RAJIV SAHAI ENDLAW, J

1. The petitioner, an Association of wholesellers of tobacco and tobacco

products, having their shops / establishments at Naya Bans area at Fatehpuri,

Chandni Chowk, Delhi, has instituted these two petitions challenging the

provisions of the Cigarettes and Other Tobacco Products (Prohibition of

Advertisement & Regulation of Trade and Commerce, Production, Supply

and Distribution) Act, 2003 (COTPA) and of the Delhi Prohibition of

Smoking and Non-smokers Health Protection Act, 1996 (Prohibition Act)

respectively, to the extent they prohibit even wholesale of cigarette(s) or any

other tobacco products within a radius of 100 yards of any educational

institution, on the following grounds:

(i) that the said market at Naya Bans is the only wholesale market

of tobacco and tobacco products in Delhi and in existence since

the year 1925;

(ii) that the members of the petitioner Association have been

carrying on the wholesale business in tobacco for generations;

(iii) that the customers of the members of the petitioner Association

are the large and small retailers, distributors etc. from all over

India, who make bulk purchases and who in turn either sell the

products to the end-users themselves or through other retailers -

the end-users of the product never approach the said market as

small quantity or open / loose packets are not sold therein;

(iv) that the members of the petitioner Association are registered

with the Department of Sales Tax and have huge turnovers due

to large volumes and have also obtained the licences for

carrying on the said business;

(v) that though the purport of the legislations, as enumerated in the

Statement of Objects and Reasons is to ban sale / reduce /

control sale of cigarettes, tobacco and tobacco products to

children admitted in schools but the legislations have also

included within their ambit wholesellers when such wholesale

outlets are not intended to and do not retail or sell the said

products to consumers thereof - that prohibition of wholesale

business also within the vicinity of educational institutions is

contrary to the basic structure of the said legislations;

(vi) that the business activity of the members of the petitioner can

thus cause no harm to the children studying in the educational

institutions;

(vii) that the Acts aforesaid, in not differentiating between retail

sellers and the wholesellers of tobacco and tobacco products,

are arbitrary and in denial of right of livelihood of the members

of the petitioner Association;

(viii) that the intent behind the legislations aforesaid is to reduce

consumption of cigarette and tobacco products but even if the

establishments / shops of the members of the petitioner are

shifted to another location beyond the radius of 100 yards from

an educational institution, it would in no manner affect the

consumption of tobacco and tobacco products;

(ix) that there is no rationale in clubbing wholesellers and retailers

together for the purpose of prohibiting sale of tobacco and

tobacco products within a radius of 100 yards from an

educational institution;

(x) that the same unreasonably restricts the fundamental right to

trade, of the members of the petitioner Association, under

Article 19(1)(g) of the Constitution of India; and

(xi) that the legislations suffer from the vice of unintelligible

classification bearing no nexus with the objectives sought to be

achieved therefrom.

2. The cause of action for the petitions accrued to the petitioners when in

enforcement of the aforesaid Acts, notices were issued to the members of the

petitioner Association to stop carrying on their business aforesaid from their

establishments within the prohibited radius of educational institutions.

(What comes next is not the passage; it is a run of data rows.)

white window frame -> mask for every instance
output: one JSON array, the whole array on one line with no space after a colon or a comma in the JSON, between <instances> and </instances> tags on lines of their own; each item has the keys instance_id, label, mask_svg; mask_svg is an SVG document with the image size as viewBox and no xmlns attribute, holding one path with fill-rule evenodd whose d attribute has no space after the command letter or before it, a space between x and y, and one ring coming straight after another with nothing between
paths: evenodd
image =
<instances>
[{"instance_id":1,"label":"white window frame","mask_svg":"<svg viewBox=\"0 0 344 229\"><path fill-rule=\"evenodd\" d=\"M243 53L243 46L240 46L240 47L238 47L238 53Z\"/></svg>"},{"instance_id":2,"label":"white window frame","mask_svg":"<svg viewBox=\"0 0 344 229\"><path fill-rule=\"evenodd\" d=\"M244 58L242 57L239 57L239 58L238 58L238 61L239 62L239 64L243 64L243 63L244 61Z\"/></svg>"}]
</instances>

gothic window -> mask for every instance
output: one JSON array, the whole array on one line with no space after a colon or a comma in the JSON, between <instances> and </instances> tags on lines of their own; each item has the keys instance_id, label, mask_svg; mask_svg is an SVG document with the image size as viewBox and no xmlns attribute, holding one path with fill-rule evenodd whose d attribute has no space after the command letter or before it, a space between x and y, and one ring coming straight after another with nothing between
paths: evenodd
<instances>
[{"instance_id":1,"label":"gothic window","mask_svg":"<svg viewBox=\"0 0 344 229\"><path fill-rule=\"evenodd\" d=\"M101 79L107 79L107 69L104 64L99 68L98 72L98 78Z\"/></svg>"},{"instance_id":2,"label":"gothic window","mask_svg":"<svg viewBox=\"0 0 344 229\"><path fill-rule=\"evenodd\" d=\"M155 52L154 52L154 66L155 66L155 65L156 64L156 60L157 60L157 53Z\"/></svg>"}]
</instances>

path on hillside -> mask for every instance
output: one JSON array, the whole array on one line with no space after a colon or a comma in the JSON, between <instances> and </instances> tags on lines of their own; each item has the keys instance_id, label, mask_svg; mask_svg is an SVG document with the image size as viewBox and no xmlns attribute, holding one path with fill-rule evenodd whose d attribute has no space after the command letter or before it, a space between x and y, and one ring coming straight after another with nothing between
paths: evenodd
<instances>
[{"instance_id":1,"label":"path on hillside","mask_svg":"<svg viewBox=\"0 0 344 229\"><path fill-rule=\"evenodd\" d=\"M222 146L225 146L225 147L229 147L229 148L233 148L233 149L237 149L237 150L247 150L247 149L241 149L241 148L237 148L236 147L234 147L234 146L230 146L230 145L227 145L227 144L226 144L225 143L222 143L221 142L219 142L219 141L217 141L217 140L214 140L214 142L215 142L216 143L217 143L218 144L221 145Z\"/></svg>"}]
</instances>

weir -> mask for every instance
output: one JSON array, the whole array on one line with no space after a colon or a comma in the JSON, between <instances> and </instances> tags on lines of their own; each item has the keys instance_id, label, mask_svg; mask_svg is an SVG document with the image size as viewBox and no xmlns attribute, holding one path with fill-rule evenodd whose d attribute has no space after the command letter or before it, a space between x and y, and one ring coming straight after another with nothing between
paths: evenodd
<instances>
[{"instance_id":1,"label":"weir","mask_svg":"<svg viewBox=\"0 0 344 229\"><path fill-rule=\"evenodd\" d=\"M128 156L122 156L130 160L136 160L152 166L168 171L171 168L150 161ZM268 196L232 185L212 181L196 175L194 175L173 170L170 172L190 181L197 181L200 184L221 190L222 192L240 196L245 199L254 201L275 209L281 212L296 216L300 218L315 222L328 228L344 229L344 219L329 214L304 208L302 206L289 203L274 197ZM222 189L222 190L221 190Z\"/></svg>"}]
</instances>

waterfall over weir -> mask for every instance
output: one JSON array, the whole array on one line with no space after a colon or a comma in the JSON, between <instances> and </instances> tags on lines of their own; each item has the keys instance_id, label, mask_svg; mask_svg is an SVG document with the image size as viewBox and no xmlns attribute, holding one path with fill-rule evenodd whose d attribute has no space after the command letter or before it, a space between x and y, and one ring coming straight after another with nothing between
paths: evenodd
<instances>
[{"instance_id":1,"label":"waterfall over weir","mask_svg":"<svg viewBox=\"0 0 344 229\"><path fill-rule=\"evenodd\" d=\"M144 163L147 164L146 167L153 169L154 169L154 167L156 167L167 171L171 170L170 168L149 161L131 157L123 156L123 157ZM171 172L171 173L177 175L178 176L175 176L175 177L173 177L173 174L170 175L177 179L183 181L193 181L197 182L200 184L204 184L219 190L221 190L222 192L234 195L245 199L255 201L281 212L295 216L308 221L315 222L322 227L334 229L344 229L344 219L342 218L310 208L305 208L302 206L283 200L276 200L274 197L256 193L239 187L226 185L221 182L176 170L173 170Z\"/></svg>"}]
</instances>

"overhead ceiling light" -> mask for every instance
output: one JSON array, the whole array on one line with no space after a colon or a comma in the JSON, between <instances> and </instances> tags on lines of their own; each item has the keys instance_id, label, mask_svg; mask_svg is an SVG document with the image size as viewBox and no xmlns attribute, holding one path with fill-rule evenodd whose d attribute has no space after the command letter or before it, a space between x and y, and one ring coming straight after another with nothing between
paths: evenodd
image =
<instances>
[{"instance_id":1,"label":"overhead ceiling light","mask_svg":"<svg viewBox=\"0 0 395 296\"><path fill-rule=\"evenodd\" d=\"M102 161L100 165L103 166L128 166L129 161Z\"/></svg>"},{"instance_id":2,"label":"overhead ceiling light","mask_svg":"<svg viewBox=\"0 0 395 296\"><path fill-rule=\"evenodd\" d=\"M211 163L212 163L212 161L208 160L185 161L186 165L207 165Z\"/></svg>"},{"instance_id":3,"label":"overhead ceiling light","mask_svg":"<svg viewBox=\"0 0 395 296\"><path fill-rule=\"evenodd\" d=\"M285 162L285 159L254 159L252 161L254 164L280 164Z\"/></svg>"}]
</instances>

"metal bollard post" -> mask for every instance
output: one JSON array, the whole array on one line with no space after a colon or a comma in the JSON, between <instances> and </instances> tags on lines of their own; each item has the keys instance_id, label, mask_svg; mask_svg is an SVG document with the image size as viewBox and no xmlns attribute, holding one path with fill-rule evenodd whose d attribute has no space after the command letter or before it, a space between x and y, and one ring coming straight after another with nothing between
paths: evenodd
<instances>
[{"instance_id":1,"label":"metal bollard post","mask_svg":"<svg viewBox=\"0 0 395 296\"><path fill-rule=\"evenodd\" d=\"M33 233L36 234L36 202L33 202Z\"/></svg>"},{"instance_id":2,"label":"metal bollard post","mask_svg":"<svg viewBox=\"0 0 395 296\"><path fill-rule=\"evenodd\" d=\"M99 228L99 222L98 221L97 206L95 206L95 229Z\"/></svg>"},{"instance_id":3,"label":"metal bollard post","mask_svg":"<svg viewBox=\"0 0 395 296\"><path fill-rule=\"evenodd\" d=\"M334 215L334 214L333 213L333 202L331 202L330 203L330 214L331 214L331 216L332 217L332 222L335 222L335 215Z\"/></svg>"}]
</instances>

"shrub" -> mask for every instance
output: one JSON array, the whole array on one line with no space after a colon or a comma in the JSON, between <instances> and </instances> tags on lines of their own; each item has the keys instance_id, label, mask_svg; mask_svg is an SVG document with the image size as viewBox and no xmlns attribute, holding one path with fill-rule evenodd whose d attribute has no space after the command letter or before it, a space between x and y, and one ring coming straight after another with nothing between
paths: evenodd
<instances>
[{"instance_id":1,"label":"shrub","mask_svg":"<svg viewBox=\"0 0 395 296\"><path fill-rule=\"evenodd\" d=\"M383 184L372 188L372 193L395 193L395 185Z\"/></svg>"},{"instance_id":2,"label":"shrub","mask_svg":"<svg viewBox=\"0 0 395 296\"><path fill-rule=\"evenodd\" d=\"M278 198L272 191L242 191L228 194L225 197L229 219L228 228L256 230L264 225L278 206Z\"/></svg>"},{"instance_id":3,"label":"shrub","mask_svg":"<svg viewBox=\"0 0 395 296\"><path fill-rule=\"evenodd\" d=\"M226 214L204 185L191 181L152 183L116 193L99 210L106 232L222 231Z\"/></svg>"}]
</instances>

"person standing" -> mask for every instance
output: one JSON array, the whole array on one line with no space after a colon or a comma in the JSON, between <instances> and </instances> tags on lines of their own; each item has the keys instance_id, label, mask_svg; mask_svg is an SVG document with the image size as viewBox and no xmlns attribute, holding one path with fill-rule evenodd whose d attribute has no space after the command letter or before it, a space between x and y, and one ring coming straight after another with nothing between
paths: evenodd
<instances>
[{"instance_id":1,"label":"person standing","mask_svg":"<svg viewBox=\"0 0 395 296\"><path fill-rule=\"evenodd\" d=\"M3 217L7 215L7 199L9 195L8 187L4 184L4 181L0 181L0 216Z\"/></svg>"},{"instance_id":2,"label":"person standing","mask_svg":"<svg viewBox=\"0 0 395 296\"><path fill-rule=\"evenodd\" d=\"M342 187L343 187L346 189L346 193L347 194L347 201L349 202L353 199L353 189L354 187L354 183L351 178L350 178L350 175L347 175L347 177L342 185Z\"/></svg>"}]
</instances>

3. Notices of the petitions were issued and vide interim order dated

05.10.2011 in W.P.(C) No.7292/2011 (challenging the provisions of

COTPA), action threatened against the members of the petitioner

Association was restrained and the said order has continued in operation till

date.

4. Counter affidavit has been filed by the Ministry of Health & Family

Welfare, Government of India as well as by the Delhi Police in W.P.(C)

No.7292/2011 and to which rejoinder has been filed. Applications for

impleadment / intervention in both the writ petitions have been filed by

World Lung Foundation (South Asia) opposing the petitions and pleadings

in which applications have also been completed. Though no formal order

allowing impleadment / intervention was made but the counsel for the

applicant has also been heard in opposition to the petitions.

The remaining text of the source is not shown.